Plain English Summary
Background and study aims
The development of breast cancer is a complex process that results in different types of tumors requiring different treatments. Drug treatment before surgery can have a clinical benefit by reducing tumour growth. The aim of this study is to assess the effectiveness of four drugs in patients awaiting surgery for breast cancer: tamoxifen and raloxifene in premenopausal women, and exemestane and celecoxib in postmenopausal women.
Who can participate?
Women aged 18 or over with breast cancer who are awaiting surgery
What does the study involved?
A biopsy (sample) of the cancer and a blood sample are taken from all participants. Premenopausal women are randomly allocated to be treated with either low-dose tamoxifen or raloxifene or placebo (dummy drug), while postmenopausal women are randomly allocated to be treated with either exemestane or celecoxib or placebo. Tumor growth is assessed at the start of the study and after 6 weeks of drug treatment.

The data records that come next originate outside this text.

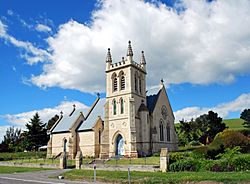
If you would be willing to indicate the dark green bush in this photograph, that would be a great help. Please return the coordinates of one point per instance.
(237, 163)
(208, 152)
(185, 165)
(230, 139)
(22, 155)
(241, 162)
(176, 156)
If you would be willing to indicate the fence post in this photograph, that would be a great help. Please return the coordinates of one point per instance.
(129, 177)
(164, 159)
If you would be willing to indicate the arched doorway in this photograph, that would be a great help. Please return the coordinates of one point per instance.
(119, 145)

What are the possible benefits and risks of participating?
This study will provide important information for the development of breast cancer treatment. For the short period of treatment no serious adverse effects are expected. For the same reason a clinical benefit is not expected, although a small shrinkage of the tumor might be possible. The main aim is to slow down tumor growth.
Where is the study run from?
European Institute of Oncology (Italy)
When is the study starting and how long is it expected to run for?

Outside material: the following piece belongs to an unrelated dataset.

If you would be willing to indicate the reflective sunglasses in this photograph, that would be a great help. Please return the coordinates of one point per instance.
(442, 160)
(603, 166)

February 2004 to March 2009
Who is funding the study?
European Institute of Oncology (Italy)
Who is the main contact?
Dr Bernardo Bonanni
Pre-surgical effects of serms, anti-COX-2 and aromatase inhibitors in breast cancer patients: a phase II randomized controlled trial
The primary objective of the trial is to assess antiproliferative activity of the different drugs compared with placebo.

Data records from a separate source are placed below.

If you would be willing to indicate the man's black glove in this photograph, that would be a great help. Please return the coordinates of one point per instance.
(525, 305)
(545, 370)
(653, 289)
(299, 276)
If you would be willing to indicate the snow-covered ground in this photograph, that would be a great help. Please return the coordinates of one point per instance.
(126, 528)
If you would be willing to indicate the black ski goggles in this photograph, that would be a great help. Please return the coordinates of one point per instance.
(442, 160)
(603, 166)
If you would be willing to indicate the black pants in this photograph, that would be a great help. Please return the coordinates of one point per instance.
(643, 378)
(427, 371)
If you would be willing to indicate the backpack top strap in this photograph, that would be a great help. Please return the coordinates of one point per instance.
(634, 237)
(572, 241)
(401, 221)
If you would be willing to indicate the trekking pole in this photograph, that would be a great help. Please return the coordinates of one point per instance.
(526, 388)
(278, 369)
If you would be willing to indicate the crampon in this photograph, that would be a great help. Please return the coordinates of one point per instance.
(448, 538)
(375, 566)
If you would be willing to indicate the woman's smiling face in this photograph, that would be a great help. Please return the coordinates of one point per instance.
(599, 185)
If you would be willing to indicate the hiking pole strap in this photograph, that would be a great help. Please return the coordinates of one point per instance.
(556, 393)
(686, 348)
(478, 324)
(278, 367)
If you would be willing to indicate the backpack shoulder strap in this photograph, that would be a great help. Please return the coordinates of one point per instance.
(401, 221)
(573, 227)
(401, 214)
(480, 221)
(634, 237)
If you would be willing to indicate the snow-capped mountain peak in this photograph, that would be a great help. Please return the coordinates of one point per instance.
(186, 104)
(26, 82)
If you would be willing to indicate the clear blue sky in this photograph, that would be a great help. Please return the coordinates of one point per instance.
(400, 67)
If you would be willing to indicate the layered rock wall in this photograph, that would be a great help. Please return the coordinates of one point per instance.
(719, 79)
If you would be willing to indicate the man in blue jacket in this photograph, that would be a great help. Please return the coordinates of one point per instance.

European Institute of Oncology Ethics Committee [Comitato Etico dell'Istituto Europeo di Oncologia], 02/10/2003, ref: CC/13/04
Presurgical randomized phase II single-centre trial
Primary study design
Secondary study design
Randomised controlled trial
Patient information sheet
Not available in web format, please use the contact details to request a patient information sheet
Estrogen receptor positive breast cancer
Breast cancer patients are randomized based on menopausal status to Raloxifene or Tamoxifen or placebo, to Exemestane or Celecoxib or placebo.
Subjects with histologically-confirmed ER positive primary breast cancer will be randomly assigned in a 2:2:1 ratio to receive treatment or matching placebo for a total period of 6 weeks prior to surgery. Specifically, 125 premenopausal women will be randomized to either low-dose tamoxifen (10 mg/week) or raloxifene 60 mg/day or placebo, while 125 postmenopausal women will be allocated to exemestane (25 mg/day) or celecoxib (800 mg/day) or placebo.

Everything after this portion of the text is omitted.